As far as I understood, distance correlation is a robust and universal way to check if there is a relation between two numeric variables. For example, if we have a set of pairs of numbers:
(x1, y1) (x2, y2) ... (xn, yn) we can use distance correlation to check if there is any (not necessarily linear) relation between the two variables (x and y). Moreover, x and y can be vectors of different dimensions.
It is relatively easy to calculate distance correlation. First we use $x_i$ to calculate distance matrix. Then we calculate distance matrix using $y_i$. The two distance matrices will have the same dimensions because the number of $x_i$ and $y_i$ is the same (because they come in pairs).
Now we have a lot of distances that can be paired. For example element (2,3) from the first distance matrix is paired with the element (2,3) from the second distance matrix. So, we have a set of pairs of distances and we can use it to calculate correlation (correlation between distances).
If two types of distances are correlated, than it means that close Xs usually mean close Ys. For example if $x_7$ is close to $x_{13}$ than it means that $y_7$ is likely to be close to $y_{13}$. So, we can conclude that Xs and Ys are dependent.
Sounds reasonable, however there are two aspects that I do not understand.

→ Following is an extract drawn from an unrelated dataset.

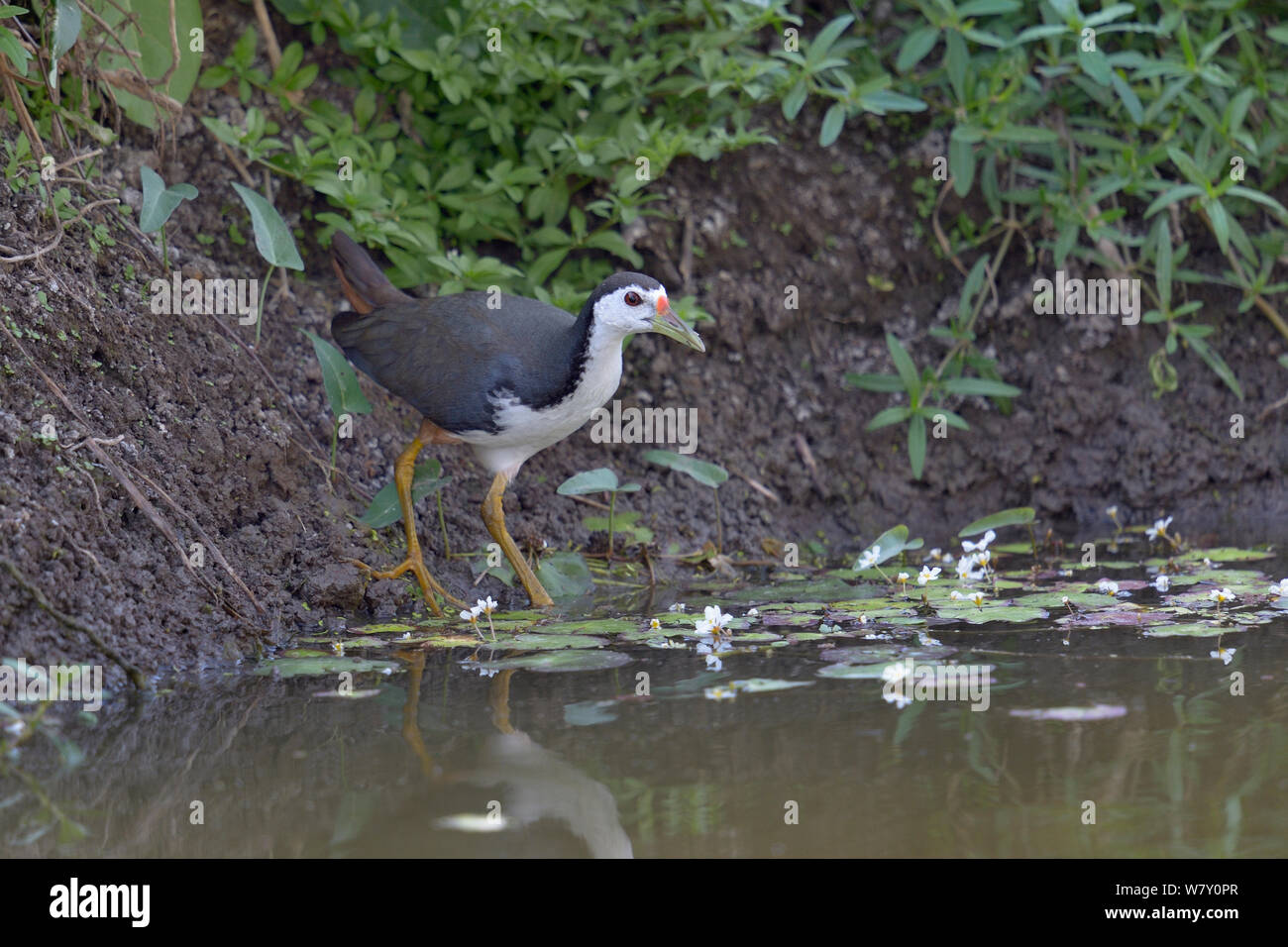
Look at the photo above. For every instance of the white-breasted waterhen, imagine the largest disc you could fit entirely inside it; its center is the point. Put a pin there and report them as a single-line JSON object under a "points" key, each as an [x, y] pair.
{"points": [[506, 375]]}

First, to calculate distance correlation we do not use the two distance matrices directly. We apply to them double centering procedure (so that sum of all elements in any row (or column) is equal to zero). I do not understand why we need to do it. What is the logic (or intuition) behind this step?
Second, in the original distance matrices we have zeros on the diagonal. So, if we calculate the correlations between the distances, we will have a statistically significant correlation just because many zeros from the first matrix are paired with the corresponding zeros in the second matrix. How is this problem resolved?